Viviamo in un’epoca in cui tutto viene spettacolarizzato: dal dolore alla morte, dalla solidarietà alla tragedia. I media, da decenni, alimentano una rappresentazione distorta della realtà in cui solo ciò che scuote, che fa scalpore, che scatena reazioni immediate, trova spazio. Secondo l’Osservatorio di Pavia – che analizza sistematicamente i contenuti dei telegiornali italiani – oltre il 60% delle notizie ha a che fare con cronaca nera, incidenti, catastrofi, conflitti. Il restante è una combinazione di politica urlata e gossip patinato. La bellezza, la gentilezza, la solidarietà autentica sono invisibili, anche se invisibile non vuol dire inesistente ma è una scelta editoriale, non una legge di natura.
La parola “notizia”, secondo la definizione accademica, è qualsiasi informazione ritenuta rilevante per comprendere la realtà e le reazioni che può provocare. Eppure, nel nostro ecosistema mediale, la notizia è stata svuotata di senso e riempita di sangue. L’assassino è diventato protagonista, il ladro eroe maledetto, il criminale icona pop. È un processo che ha radici antiche, ma che oggi, nell’era digitale, è esploso in una bolla di contenuti sensazionalistici. I social network hanno solo amplificato il problema, trasformando ogni evento tragico in uno show, ogni gesto empatico in una sceneggiata, ogni opinione in una battaglia da combattere a colpi di like e condivisioni.
E così, anche i gesti più nobili vengono spesso messi in scena per essere monetizzati. La beneficenza si fa in diretta, con il logo ben visibile e la fotografia pronta per la sponsorizzazione. La visita in un reparto oncologico si trasforma in un reel, la lettura di una poesia a un malato in una campagna promozionale. Si aiutano i bambini africani con una mano, mentre con l’altra si regge lo smartphone. In un mondo dove se non è visibile non è reale, l’etica si misura in engagement, non in impatto. Questo fenomeno, che studiosi come Byung-Chul Han definiscono “pornografia dell’autenticità”, distrugge alla radice il valore del gesto gratuito, rendendo il bene uno strumento per ottenere consenso.

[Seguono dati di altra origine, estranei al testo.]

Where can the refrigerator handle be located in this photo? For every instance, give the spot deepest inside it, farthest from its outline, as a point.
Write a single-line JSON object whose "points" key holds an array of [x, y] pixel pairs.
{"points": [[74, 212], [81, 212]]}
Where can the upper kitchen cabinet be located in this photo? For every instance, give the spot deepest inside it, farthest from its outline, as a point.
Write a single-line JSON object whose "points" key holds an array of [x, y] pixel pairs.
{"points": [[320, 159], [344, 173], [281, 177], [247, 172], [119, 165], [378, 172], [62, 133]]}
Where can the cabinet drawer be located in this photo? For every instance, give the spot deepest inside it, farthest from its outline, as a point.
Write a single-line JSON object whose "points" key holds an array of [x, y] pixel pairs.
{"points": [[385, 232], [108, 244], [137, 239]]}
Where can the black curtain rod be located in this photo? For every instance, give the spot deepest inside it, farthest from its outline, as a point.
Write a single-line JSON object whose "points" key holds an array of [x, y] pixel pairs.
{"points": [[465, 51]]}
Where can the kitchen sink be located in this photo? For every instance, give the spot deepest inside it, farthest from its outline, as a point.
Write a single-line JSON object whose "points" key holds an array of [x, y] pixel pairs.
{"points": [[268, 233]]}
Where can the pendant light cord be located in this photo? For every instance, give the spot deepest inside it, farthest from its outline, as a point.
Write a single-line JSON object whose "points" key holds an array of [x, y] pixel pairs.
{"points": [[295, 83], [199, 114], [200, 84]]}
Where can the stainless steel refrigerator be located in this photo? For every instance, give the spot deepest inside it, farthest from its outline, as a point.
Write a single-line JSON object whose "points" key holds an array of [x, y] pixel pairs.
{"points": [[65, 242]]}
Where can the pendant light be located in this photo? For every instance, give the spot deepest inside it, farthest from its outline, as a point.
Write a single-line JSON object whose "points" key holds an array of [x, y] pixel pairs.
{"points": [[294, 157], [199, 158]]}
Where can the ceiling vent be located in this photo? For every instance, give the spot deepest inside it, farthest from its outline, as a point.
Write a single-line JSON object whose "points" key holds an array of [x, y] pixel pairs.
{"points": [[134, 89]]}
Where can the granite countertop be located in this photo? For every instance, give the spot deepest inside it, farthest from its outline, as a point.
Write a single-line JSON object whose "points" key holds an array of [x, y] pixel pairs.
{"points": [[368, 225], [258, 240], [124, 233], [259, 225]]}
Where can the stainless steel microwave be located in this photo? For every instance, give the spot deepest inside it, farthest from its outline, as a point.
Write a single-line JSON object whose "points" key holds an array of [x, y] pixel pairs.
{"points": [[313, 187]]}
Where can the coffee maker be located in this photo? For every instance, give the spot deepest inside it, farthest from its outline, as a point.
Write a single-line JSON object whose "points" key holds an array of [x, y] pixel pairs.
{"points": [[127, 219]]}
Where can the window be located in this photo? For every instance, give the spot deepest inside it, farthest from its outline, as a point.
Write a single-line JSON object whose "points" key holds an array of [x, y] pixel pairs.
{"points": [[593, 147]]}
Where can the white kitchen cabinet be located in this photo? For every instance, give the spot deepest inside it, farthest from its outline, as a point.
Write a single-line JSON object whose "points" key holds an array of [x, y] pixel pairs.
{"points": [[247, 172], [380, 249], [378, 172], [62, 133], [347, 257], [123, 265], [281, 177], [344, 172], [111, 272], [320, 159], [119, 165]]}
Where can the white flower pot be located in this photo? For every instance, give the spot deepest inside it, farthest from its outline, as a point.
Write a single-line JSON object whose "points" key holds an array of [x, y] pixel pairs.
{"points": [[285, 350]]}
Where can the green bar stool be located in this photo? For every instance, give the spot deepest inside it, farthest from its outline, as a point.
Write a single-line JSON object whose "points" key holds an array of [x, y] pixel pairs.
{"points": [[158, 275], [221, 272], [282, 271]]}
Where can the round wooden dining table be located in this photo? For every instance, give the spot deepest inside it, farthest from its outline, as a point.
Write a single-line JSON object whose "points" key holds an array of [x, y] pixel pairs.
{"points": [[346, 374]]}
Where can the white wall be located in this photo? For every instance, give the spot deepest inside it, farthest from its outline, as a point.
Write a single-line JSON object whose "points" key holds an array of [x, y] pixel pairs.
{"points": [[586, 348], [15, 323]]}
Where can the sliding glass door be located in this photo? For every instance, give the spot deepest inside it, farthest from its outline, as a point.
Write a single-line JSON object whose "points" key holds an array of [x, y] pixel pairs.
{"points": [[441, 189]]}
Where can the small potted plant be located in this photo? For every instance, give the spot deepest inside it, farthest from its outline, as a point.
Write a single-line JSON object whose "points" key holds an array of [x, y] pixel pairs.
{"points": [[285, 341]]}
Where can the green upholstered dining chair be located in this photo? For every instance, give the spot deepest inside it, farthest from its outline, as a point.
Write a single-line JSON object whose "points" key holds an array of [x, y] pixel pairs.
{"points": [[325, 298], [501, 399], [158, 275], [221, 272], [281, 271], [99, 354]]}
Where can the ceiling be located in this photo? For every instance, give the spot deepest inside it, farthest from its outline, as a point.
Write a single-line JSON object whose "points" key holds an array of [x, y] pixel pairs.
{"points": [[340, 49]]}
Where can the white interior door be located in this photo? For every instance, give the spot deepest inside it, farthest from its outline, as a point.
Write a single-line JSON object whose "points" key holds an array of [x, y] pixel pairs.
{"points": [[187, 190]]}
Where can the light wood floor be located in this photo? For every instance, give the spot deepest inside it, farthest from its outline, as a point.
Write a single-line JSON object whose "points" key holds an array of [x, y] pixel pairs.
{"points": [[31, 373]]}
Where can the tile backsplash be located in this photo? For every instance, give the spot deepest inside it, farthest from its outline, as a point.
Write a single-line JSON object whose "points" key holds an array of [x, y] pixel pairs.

Ma il paradosso è ancora più profondo. Se è vero che l’uomo impara per imitazione, allora l’insistenza martellante su ciò che è distruttivo non può che generare ulteriore distruzione. Il filosofo René Girard parlava di “desiderio mimetico”: tendiamo a desiderare ciò che gli altri desiderano, a imitare comportamenti ritenuti di successo o visibili. E se il modello proposto è quello dell’aggressività, della furbizia, della sopraffazione, è naturale che questi diventino tratti aspirazionali, soprattutto per le generazioni più giovani. Non è un caso che la violenza sia oggi normalizzata in molti linguaggi culturali, dalla musica trap alle serie televisive, dai videogiochi alla politica-spettacolo. La cronaca nera crea eroi distorti, mentre chi si spende nel silenzio per gli altri resta relegato nel margine della “non notizia”.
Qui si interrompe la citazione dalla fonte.